Problem with quadratic forms constraint


I am writing the following code using CVX,

close all

A = [-1 0
     0 -2];
B1 = eye(2);
B2 = eye(2);
C = eye(2);
g2 = 3; g3 = -1;

    variable k(2, 2)
    variable W(2, 2) semidefinite
    minimize (trace_inv(W));
    subject to
        (A - B1*k)*W+W*(A - B1*k)' == - B2*B2';
        trace(C'*W*C) <= g2;
        max(eig(A - B1*k)) <= g3;

but I am getting the following error,

Only scalar quadratic forms can be specified in CVX

Besides, I am going to define W variable as a positive definite matrix.

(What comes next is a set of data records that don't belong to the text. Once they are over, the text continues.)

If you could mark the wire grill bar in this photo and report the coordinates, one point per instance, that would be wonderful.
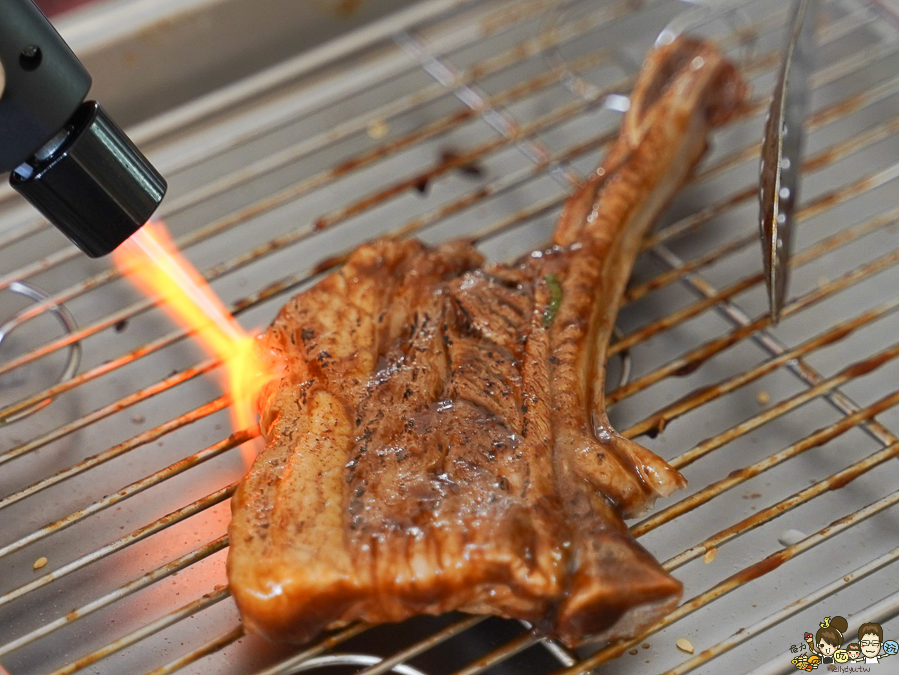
(143, 305)
(496, 109)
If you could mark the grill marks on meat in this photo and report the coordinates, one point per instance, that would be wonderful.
(438, 440)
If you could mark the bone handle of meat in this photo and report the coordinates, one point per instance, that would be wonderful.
(691, 89)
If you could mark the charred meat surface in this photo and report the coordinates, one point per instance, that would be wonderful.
(438, 440)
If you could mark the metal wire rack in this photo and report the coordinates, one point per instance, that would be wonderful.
(462, 118)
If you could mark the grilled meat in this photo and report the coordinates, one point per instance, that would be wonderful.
(438, 440)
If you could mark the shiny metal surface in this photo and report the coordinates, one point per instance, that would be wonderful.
(782, 144)
(471, 119)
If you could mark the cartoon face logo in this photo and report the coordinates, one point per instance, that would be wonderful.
(826, 648)
(870, 644)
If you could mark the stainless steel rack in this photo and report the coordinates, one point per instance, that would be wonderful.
(462, 118)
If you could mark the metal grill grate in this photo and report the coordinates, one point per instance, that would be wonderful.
(459, 118)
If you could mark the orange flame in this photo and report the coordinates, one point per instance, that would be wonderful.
(151, 261)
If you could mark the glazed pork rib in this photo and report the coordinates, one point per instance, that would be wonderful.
(438, 438)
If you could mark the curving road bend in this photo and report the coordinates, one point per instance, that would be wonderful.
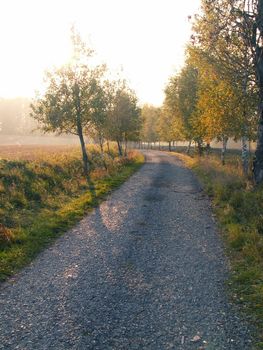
(145, 270)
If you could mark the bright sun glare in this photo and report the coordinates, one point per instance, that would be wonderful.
(146, 38)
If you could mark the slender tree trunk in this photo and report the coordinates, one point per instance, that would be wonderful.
(223, 151)
(189, 147)
(101, 144)
(199, 147)
(125, 148)
(119, 148)
(245, 156)
(108, 146)
(258, 161)
(84, 151)
(208, 148)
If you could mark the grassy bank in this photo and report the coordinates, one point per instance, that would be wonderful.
(239, 210)
(43, 193)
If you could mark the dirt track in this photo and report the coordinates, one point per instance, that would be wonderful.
(145, 270)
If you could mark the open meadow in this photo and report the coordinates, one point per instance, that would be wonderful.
(43, 193)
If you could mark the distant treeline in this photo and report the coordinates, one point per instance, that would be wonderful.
(15, 116)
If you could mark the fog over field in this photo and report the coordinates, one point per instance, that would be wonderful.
(18, 128)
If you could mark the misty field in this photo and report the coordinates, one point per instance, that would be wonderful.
(43, 193)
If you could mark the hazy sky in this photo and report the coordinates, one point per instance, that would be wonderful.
(145, 37)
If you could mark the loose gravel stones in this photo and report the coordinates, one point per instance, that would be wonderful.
(145, 270)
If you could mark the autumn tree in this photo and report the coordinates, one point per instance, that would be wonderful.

It’s appreciated if anyone helps.


You are multiplying 2 matrix variables in the first constraint. That is not allowed in CVX. I will presume that the first constraint is non-convex unless you show otherwise.

Additionally, you need to change the last constraint to
lambda_max(A - B1*k) <= g3;
CVX will enforce that the argument of lambda_max is symmetric.

Thanks for your reply.

Is it possible to use “gram” command in CVX (to compute the controllability grammian)?

No. gram command cannot be used in CVX (on CVX variables or expressions). Controllability grammians are not my area, so I can’t help with model formulations. I leave it to you to determine whether you can formulate an appropriate LMI, which will be acceptable to CVX.